Das tun also die Gene, nicht wir, was aber bekanntlich nicht deterministisch verstanden werden soll. Wie dann? Naja.
Nun beschreibt Dawkins das, was ihm so an Motiven für den Altruismus in den Sinn kommt. Eine recht traurige Flachland-Wüste. Aber Dawkins freut sich und stellt fest:
Richard Dawkins hat geschrieben:Die Reiche des Lebendigen sind voll von solchen Beziehungen [bei denen eine Hand die andere wäscht – V.] auf Gegenseitigkeit: Büffel und Madenhacker, rote Röhrenblüten und Kolibris, Zackenbarsche und Putzerfische, Kühe und Mikroorganismen in ihrem Darm.(S.300]


Gewiss ist es interessant die Kooperation im Tierreich zu betrachten, aber viel weiter als bis zum gegenseitigen Nutzen wird man bei dieser Betrachtung auch nicht kommen.
Dawkins lässt sich noch einige Seite über Moral und was er dafür hält aus, um dann zusammenzufassen:
Richard Dawkins hat geschrieben:Damit haben wir nun vier stichhaltige darwinistische Gründe, warum Individuen untereinander altruistisch, großzügig oder „moralisch“ handeln. Der erste betrifft den Sonderfall der Verwandtschaft. Der zweite ist die Gegenseitigkeit: Gefälligkeiten werden vergolten und in „Erwartung“ eines solchen Gegengefallens erwiesen. Darauf folgt sofort der dritte: der darwinistische Vorteil, den es bedeutet, wenn man sich de Rufe der Großzügigkeit und Freundlichkeit erwirbt. Und wenn Zahavi recht hat, gibt es viertens den speziellen, unmittelbaren Nutzen der zur Schau gestellten Großzügigkeit als Mittel, um für sich selbst authentische, unverfälschte Reklame zu machen.(S.304)


Alles muss egoistisch motiviert sein, wenn nicht vordergründig, dann hintergründig. Eine petitio principii, das ist ein logischer Fehlschluss, habe ich das schon mal erwähnt? Ja, gefühlte 100 mal.

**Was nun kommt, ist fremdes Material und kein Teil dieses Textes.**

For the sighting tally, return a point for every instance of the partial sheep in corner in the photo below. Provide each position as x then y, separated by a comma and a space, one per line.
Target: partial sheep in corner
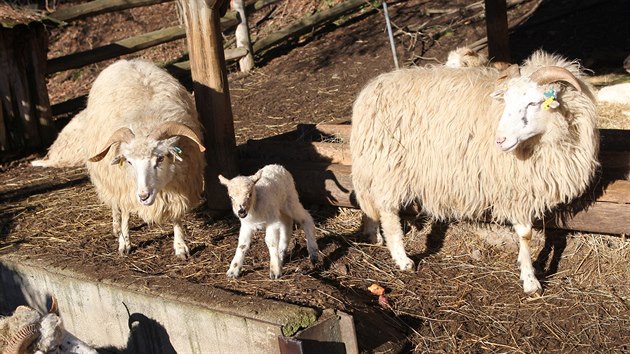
141, 140
436, 137
28, 331
268, 199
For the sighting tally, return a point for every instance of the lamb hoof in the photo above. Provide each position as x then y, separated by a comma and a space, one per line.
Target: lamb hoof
123, 250
375, 239
406, 264
532, 287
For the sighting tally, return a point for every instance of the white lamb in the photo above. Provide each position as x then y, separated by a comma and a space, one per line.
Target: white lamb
141, 140
434, 136
268, 199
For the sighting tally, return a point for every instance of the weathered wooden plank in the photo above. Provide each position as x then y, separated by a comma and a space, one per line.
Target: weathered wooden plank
212, 94
307, 24
599, 217
98, 7
122, 47
116, 49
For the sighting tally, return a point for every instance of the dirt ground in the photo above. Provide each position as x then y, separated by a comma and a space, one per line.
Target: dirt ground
465, 295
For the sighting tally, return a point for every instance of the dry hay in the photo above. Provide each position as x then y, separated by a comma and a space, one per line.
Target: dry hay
464, 297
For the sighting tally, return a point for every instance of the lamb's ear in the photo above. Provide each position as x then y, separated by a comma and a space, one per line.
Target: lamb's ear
498, 94
122, 135
257, 176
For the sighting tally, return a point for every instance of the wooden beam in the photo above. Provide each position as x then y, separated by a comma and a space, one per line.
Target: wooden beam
212, 94
497, 30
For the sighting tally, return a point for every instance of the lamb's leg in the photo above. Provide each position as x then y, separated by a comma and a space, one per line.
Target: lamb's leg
120, 223
392, 230
244, 240
179, 241
272, 235
371, 230
286, 230
530, 283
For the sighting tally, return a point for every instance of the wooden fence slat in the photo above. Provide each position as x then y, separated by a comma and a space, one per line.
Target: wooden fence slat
98, 7
116, 49
122, 47
599, 217
306, 24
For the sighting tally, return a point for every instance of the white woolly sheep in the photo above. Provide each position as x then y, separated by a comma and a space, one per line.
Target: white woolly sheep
435, 136
28, 331
268, 199
130, 137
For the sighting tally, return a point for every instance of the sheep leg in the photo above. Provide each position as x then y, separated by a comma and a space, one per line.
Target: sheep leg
120, 223
179, 243
530, 283
305, 220
392, 230
244, 240
272, 234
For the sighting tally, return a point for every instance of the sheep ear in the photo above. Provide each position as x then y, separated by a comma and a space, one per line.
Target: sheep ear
118, 160
257, 176
122, 135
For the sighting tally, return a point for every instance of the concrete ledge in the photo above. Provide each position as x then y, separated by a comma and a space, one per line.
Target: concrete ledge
149, 319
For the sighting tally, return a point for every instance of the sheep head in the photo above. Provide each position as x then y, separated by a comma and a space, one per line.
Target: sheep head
242, 192
526, 99
150, 159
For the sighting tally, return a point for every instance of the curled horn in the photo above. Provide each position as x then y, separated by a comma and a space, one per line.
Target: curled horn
511, 71
122, 135
170, 129
54, 307
19, 343
551, 74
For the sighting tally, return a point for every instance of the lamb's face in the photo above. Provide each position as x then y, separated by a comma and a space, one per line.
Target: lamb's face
521, 119
242, 194
151, 163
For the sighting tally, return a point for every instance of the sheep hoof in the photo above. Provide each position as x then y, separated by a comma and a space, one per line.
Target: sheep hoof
532, 287
233, 273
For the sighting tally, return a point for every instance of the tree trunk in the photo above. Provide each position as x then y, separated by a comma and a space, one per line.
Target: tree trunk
212, 96
25, 109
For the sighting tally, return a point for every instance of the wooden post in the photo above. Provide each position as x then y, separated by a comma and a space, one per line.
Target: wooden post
246, 63
497, 30
25, 109
212, 96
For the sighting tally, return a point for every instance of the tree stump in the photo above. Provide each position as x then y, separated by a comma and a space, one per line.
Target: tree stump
25, 116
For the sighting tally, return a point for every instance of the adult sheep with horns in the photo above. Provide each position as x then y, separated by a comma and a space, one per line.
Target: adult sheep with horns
141, 140
473, 143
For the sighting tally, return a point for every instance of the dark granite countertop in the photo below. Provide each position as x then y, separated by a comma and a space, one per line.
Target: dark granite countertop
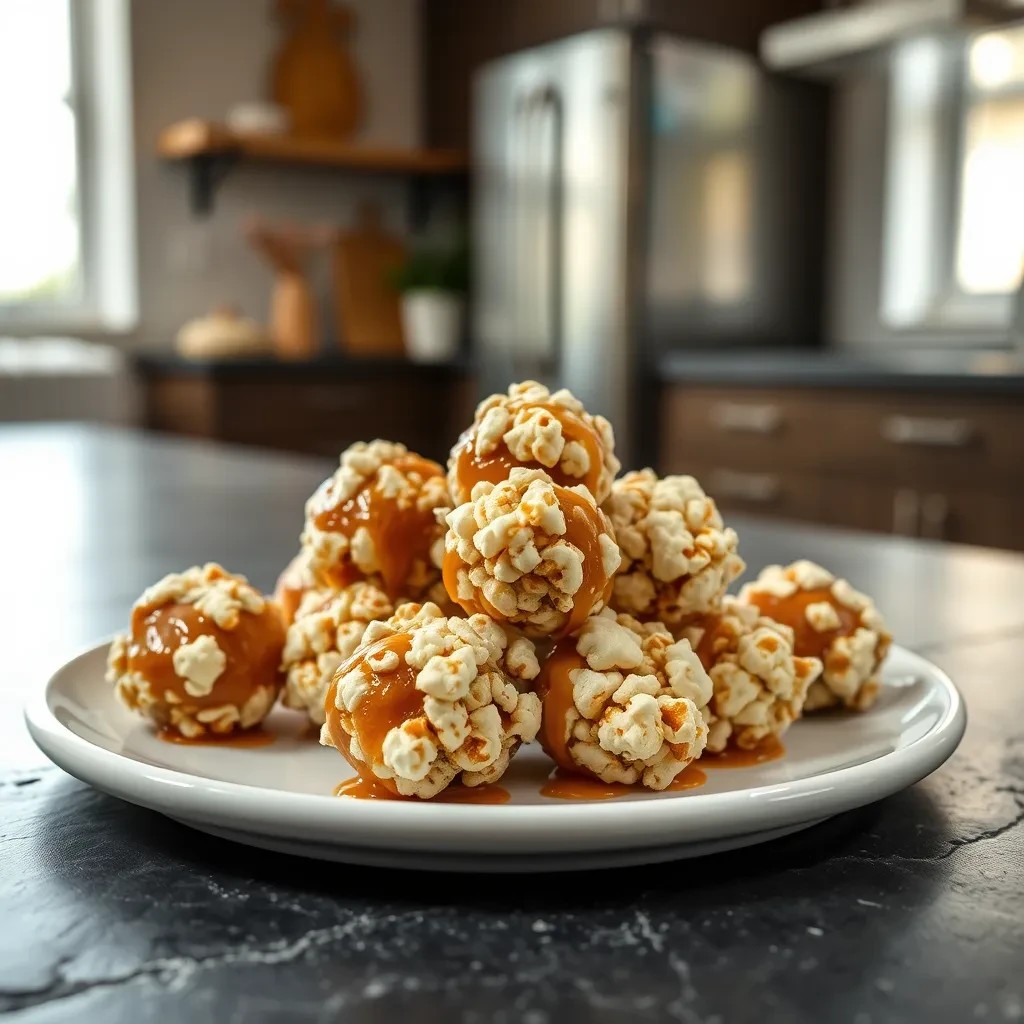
979, 373
910, 909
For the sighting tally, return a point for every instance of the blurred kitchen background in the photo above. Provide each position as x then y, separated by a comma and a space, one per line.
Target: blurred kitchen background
779, 243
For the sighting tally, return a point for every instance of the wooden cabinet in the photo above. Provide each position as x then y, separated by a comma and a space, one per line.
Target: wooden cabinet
315, 408
938, 466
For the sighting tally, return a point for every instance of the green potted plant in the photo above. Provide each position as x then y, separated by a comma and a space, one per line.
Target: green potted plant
433, 283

Nun die einzelnen Punkte sind immerhin falsifizierbar, der erste anonyme Spender widerspricht allen vier Punkten. Mit einem Kind in Afrika muss ich nicht verwandt sein, ich kann nicht erwarten eine Gegenleistung zu bekommen, wenn ich anonym spende, erwerbe ich nicht den Ruf des Wohltäters und stelle die Großzügigkeit auch nicht zur Schau.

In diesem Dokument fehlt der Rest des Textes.